Hoje, existem trocentas receitas de salpicão pululando Brasil afora, prova de sua versatilidade. A salada aceita presunto em cubos, queijos, defumados como lombos e salsichões, e frutos do mar; maçã, pera, abacaxi, uva, melão, batata, cenoura, vagem e azeitona; massas como penne e fusili, enfim, o que a imaginação permitir. Há aqueles que preferem levá-la ao forno. É uma crueldade, pois nada supera um salpicão geladinho nesses dias quentes. 4
Salpicão
Ingredientes
(para 20 pessoas)
1 peito de frango inteiro, com pele e osso, de cerca de 600g
2 espigas grandes e frescas de milho-verde, cozidas por 10 minutos na pressão
1 xícara (chá) de ervilhas frescas ou congeladas
3 cenouras médias, grosseiramente raladas e escaldadas
2 maçãs-verdes, picadas em cubos, com casca
1 pimentão vermelho, médio, em cubinhos (de preferência, sem pele)
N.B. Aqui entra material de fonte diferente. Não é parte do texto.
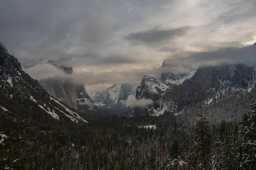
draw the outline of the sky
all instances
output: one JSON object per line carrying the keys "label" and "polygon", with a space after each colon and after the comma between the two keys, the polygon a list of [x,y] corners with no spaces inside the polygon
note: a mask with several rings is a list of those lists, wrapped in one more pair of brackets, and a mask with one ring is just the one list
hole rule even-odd
{"label": "sky", "polygon": [[62,76],[57,62],[95,93],[157,77],[167,58],[256,62],[237,48],[256,42],[255,8],[255,0],[2,0],[0,42],[33,78]]}

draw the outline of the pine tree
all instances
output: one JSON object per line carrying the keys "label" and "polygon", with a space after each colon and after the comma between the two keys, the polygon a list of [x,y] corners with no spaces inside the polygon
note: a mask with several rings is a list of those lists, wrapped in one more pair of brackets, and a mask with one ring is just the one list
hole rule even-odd
{"label": "pine tree", "polygon": [[217,156],[214,155],[212,156],[212,170],[220,170],[219,159]]}
{"label": "pine tree", "polygon": [[[256,100],[252,113],[256,113]],[[240,152],[238,158],[240,161],[241,170],[256,169],[256,118],[251,114],[245,115],[241,125],[239,126],[238,136]]]}
{"label": "pine tree", "polygon": [[190,148],[191,168],[198,170],[207,170],[210,167],[211,136],[208,122],[203,116],[201,107],[200,120],[195,130],[195,141]]}

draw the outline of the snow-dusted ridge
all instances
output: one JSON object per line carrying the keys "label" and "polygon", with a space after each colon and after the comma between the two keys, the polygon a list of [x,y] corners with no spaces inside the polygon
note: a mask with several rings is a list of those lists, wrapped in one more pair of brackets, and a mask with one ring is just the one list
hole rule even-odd
{"label": "snow-dusted ridge", "polygon": [[[17,59],[11,55],[0,44],[0,57],[4,59],[4,62],[0,63],[0,94],[4,99],[13,102],[0,100],[0,111],[3,111],[10,117],[15,116],[13,114],[16,113],[17,106],[22,111],[29,114],[36,114],[37,112],[42,113],[38,114],[39,117],[36,119],[49,115],[50,118],[61,121],[65,118],[62,116],[65,115],[76,123],[87,123],[75,111],[50,96],[37,80],[22,70]],[[22,114],[20,116],[21,119],[27,119],[23,117]]]}
{"label": "snow-dusted ridge", "polygon": [[[63,108],[64,108],[64,109],[66,110],[66,111],[67,111],[67,112],[68,112],[69,113],[70,113],[70,114],[71,114],[73,117],[75,117],[75,118],[79,119],[80,120],[81,120],[82,122],[83,122],[84,123],[88,123],[88,122],[87,122],[87,121],[86,121],[85,120],[84,120],[84,119],[83,119],[78,114],[77,114],[77,113],[76,113],[75,112],[71,110],[70,110],[70,109],[69,109],[68,108],[67,108],[67,107],[66,107],[66,106],[65,106],[64,105],[62,105],[61,103],[60,103],[57,100],[55,100],[55,99],[53,99],[52,97],[50,97],[50,98],[51,100],[53,100],[54,101],[55,101],[55,102],[56,102],[57,103],[58,103],[58,105],[60,105]],[[66,116],[67,114],[65,114]],[[70,117],[68,116],[70,118]],[[74,121],[73,120],[73,119],[72,119],[71,120]]]}

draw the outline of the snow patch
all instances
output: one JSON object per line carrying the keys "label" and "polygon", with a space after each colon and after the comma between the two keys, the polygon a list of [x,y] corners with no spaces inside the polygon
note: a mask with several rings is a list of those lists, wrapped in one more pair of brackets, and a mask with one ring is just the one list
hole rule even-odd
{"label": "snow patch", "polygon": [[53,117],[53,118],[56,119],[58,119],[58,120],[60,119],[58,115],[58,114],[56,114],[55,113],[55,112],[54,112],[54,111],[53,111],[53,112],[50,111],[49,110],[49,108],[48,108],[48,110],[47,110],[42,106],[41,106],[40,105],[38,105],[38,106],[40,107],[42,109],[44,110],[44,111],[47,112],[47,113],[50,114],[51,116],[52,116],[52,117]]}
{"label": "snow patch", "polygon": [[[51,99],[51,100],[53,100],[55,102],[56,102],[57,103],[58,103],[58,104],[59,104],[59,105],[60,105],[63,108],[64,108],[65,110],[66,110],[66,111],[67,111],[67,112],[69,113],[70,113],[73,116],[74,116],[75,118],[79,119],[79,120],[81,120],[82,121],[83,121],[84,122],[84,123],[88,123],[88,122],[86,121],[85,120],[84,120],[84,119],[83,119],[82,117],[81,117],[81,116],[80,116],[76,113],[75,112],[71,110],[70,110],[70,109],[69,109],[68,108],[67,108],[67,107],[66,107],[66,106],[65,106],[64,105],[62,105],[61,103],[60,103],[58,101],[56,100],[55,99],[53,99],[52,97],[50,97],[50,99]],[[63,112],[64,113],[64,112]],[[65,114],[65,115],[66,116],[67,116],[67,117],[69,117],[70,119],[71,119],[71,120],[73,121],[73,118],[71,118],[71,117],[73,117],[73,118],[75,119],[73,117],[69,115],[67,115],[67,114]],[[77,121],[77,120],[76,120],[76,121]]]}
{"label": "snow patch", "polygon": [[147,126],[140,126],[139,127],[139,128],[145,128],[146,129],[156,129],[155,125],[148,125]]}
{"label": "snow patch", "polygon": [[0,144],[2,144],[3,142],[4,141],[4,139],[7,138],[8,137],[4,134],[0,134],[0,136],[1,136],[1,139],[0,139]]}
{"label": "snow patch", "polygon": [[9,111],[7,109],[6,109],[3,106],[0,106],[0,108],[3,110],[3,111]]}
{"label": "snow patch", "polygon": [[[36,103],[37,103],[37,101],[36,100],[35,100],[35,99],[34,99],[34,97],[33,97],[33,96],[31,95],[30,95],[30,99],[33,100],[34,102],[35,102]],[[45,106],[45,105],[44,104],[44,106]]]}
{"label": "snow patch", "polygon": [[13,87],[13,85],[12,84],[12,78],[10,77],[8,77],[8,79],[7,79],[7,81],[9,83],[9,84],[10,84],[11,87]]}

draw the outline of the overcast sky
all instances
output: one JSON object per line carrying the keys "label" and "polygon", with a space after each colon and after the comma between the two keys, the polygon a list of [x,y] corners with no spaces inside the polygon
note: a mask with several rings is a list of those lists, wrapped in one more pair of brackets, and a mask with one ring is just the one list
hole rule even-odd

3 talos de salsão, sem as folhas, fatiados finamente na diagonal
1 cebola média, branca, ralada
40g de uvas passas, sem semente
1 colher (sopa) de alcaparras
30ml de vinagre de vinho branco
20 tomatinhos vermelhos, doces, cortados ao meio
2 minialfaces ou 1 alface americana rasgada com os dedos
80ml de azeite de oliva extra virgem
Sal e pimenta-do-reino branca, moída na hora, a gosto
300g de creme de leite fresco ou em caixinha
Para acabamento
20 discos de massa de pastel de forno com 12cm de diâmetro
70g de batata palha, fresquinha e crocante
Vamos lá
O primeiro passo é fazer o mise en place, ou seja, deixar todos os ingredientes preparados. Levo o peito de frango para cozinhar com água suficiente, 1 colher (sopa) de sal grosso, 3 folhas de louro, alguns grãos de pimenta-preta e 1 dente de alho. Assim que estiver macio, retiro, espero esfriar, descarto a pele e os ossos e desfio a carne. Reservo.
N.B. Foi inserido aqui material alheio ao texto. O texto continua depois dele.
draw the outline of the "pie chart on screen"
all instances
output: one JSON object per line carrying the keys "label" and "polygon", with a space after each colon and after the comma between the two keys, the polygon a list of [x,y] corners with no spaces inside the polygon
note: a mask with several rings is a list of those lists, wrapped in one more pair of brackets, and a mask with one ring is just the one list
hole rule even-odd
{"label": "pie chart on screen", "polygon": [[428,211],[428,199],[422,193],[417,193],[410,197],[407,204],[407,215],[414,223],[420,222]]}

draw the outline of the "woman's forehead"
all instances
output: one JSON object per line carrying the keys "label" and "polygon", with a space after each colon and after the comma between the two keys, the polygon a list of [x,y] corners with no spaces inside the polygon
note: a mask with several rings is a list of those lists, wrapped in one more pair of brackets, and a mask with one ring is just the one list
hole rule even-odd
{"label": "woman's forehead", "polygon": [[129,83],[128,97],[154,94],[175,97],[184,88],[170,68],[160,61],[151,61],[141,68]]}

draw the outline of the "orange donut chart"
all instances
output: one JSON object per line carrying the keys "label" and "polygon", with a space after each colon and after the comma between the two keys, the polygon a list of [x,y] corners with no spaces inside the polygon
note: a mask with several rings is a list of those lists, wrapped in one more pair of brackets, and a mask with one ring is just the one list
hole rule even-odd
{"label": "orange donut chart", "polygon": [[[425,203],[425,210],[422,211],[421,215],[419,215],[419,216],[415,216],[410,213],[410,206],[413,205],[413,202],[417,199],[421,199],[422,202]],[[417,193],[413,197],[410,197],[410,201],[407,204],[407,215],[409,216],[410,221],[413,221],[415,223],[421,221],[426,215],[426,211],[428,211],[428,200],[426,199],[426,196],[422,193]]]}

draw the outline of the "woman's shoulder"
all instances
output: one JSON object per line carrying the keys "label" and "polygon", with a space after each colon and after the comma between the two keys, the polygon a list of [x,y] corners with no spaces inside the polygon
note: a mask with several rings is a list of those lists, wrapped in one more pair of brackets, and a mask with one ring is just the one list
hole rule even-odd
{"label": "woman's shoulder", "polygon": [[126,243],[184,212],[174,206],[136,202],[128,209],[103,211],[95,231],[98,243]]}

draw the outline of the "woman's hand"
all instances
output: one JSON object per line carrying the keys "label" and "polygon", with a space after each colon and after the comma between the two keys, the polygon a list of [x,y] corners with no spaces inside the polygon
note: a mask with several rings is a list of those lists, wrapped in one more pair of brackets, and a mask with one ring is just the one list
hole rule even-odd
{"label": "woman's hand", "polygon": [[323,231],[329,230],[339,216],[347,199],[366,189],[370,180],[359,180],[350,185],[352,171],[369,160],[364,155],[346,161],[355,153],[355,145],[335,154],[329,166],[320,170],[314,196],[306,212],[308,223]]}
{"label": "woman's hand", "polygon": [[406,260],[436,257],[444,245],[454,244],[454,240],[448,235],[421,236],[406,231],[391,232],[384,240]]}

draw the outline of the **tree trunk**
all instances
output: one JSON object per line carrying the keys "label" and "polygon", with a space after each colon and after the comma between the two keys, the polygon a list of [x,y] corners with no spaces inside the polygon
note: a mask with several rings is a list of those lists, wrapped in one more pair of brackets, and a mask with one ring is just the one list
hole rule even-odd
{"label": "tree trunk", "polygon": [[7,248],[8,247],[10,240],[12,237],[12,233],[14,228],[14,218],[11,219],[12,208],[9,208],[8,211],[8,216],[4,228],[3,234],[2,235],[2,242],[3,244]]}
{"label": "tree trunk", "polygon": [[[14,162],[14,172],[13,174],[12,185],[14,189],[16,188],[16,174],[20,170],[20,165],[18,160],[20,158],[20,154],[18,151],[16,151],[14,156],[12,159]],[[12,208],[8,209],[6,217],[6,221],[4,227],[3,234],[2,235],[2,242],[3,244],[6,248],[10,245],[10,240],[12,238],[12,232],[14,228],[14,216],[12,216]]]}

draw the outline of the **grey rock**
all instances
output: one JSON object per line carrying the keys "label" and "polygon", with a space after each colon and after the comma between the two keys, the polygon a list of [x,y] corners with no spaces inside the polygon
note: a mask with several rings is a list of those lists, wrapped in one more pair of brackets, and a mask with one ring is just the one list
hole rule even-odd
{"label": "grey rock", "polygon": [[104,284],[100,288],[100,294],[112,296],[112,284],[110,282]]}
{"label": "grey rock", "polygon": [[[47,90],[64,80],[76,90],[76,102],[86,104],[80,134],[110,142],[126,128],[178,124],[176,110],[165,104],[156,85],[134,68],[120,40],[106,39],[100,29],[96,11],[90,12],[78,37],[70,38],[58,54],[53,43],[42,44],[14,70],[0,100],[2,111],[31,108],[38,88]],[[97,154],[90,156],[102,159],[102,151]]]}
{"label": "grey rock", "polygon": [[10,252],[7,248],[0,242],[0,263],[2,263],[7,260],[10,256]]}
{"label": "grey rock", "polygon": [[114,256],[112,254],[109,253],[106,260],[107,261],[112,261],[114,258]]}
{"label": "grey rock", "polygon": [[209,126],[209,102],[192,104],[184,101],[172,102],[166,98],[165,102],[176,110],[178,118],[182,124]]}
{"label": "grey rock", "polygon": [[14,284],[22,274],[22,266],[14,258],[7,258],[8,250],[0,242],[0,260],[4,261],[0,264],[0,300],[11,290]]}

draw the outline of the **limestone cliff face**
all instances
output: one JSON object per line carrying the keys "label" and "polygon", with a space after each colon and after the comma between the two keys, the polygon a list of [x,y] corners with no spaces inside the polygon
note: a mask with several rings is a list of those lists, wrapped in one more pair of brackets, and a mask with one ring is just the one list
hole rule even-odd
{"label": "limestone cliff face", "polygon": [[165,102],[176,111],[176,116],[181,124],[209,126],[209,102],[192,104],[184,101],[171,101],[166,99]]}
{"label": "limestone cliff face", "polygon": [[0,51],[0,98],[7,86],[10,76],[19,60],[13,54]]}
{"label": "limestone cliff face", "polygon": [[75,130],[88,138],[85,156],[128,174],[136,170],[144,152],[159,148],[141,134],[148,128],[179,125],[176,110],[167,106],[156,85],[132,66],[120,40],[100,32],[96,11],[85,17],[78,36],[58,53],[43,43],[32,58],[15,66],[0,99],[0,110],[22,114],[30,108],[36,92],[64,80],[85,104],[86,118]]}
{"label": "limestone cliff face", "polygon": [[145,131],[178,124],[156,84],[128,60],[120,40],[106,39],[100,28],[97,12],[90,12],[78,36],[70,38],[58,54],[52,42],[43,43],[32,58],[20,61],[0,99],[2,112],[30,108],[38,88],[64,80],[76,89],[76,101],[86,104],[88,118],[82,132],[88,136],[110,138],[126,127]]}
Com uma faca bem afiada, retiro o milho das espigas, tomando cuidado para não cortar os grãos muito junto ao sabugo, e reservo. Passo as ervilhas e a cenoura rapidamente por água fervente, escorro e reservo. Permito que as uvas passas fiquem de molho em água morna por 15 minutos, escorro e reservo. Lavo bem as folhas de alface, elimino o excesso de água e reservo. Quando estiver tudo preparadinho, asso a massa. Acomodo cada disco em uma forma de empada ou em uma xícara de louça e levo para assar em forno médio.
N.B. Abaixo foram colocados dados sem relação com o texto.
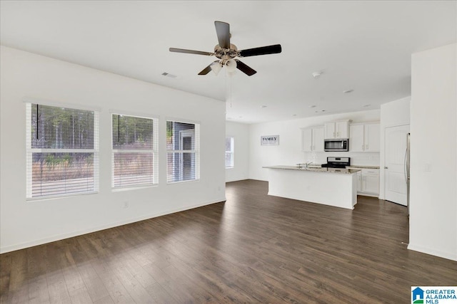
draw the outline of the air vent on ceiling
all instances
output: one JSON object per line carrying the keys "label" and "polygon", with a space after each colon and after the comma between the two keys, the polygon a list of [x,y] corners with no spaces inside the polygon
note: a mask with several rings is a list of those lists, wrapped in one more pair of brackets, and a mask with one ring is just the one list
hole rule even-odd
{"label": "air vent on ceiling", "polygon": [[166,72],[162,73],[162,75],[169,77],[170,78],[176,78],[177,77],[176,75],[170,74],[169,73]]}

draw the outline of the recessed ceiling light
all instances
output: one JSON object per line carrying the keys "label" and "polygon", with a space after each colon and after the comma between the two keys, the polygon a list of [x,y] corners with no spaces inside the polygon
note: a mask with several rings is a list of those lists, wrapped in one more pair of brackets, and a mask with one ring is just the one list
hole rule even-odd
{"label": "recessed ceiling light", "polygon": [[314,78],[318,78],[322,75],[322,72],[314,72],[311,75]]}

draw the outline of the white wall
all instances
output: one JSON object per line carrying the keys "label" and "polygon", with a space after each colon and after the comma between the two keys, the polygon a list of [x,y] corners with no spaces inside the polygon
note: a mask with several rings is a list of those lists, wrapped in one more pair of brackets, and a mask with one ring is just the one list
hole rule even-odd
{"label": "white wall", "polygon": [[[251,125],[249,128],[249,178],[268,180],[268,169],[263,166],[295,164],[299,162],[327,162],[329,156],[348,156],[353,164],[379,165],[379,153],[303,152],[301,151],[301,128],[323,126],[326,122],[352,120],[352,123],[378,122],[380,111],[353,112],[292,120]],[[263,135],[279,135],[279,145],[261,146]]]}
{"label": "white wall", "polygon": [[381,151],[379,153],[379,198],[384,199],[386,197],[384,191],[384,158],[385,158],[385,140],[386,128],[399,125],[409,125],[411,96],[401,98],[398,100],[381,105]]}
{"label": "white wall", "polygon": [[457,261],[457,44],[412,56],[408,248]]}
{"label": "white wall", "polygon": [[227,122],[226,136],[233,137],[233,167],[226,169],[226,182],[248,178],[249,125]]}
{"label": "white wall", "polygon": [[[1,252],[225,200],[224,103],[4,46],[0,54]],[[24,97],[101,109],[99,193],[26,201]],[[159,116],[159,186],[111,191],[109,109]],[[199,181],[166,184],[167,117],[200,122]]]}

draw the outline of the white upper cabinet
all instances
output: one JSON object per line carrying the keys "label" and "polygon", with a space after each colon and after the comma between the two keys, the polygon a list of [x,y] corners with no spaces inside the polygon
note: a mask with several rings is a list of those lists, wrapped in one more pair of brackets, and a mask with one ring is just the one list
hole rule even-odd
{"label": "white upper cabinet", "polygon": [[351,124],[349,133],[349,151],[379,152],[381,135],[378,123]]}
{"label": "white upper cabinet", "polygon": [[349,125],[349,151],[363,152],[363,125],[351,124]]}
{"label": "white upper cabinet", "polygon": [[325,124],[325,138],[348,138],[348,120],[340,120]]}
{"label": "white upper cabinet", "polygon": [[302,150],[303,152],[323,152],[323,127],[301,129]]}

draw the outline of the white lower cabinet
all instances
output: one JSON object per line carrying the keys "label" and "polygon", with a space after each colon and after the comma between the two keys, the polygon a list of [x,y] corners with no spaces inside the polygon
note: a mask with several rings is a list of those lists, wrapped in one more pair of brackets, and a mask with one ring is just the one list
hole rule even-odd
{"label": "white lower cabinet", "polygon": [[379,196],[379,169],[361,169],[357,172],[357,194]]}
Assim que ficarem douradas, retiro e deixo esfriar. Para finalizar, escolho um bowl de inox, vidro ou louça e nele acomodo todos os ingredientes, menos o creme de leite, a alface e os tomatinhos. Salgo levemente, dou uma pitadinha de pimenta-do-reino e, com as mãos ou uma colher grande, mexo delicadamente.
Distribuo por cima o creme de leite, mexo mais uma vez com carinho, confiro o sal e levo à geladeira por 10 minutos para refrescar. Monto as cestinhas, uma a uma, colocando 2 ou 3 folhinhas de alface, a salada, um pouquinho de batata palha e um tomatinho, decoro com ciboulette e sirvo.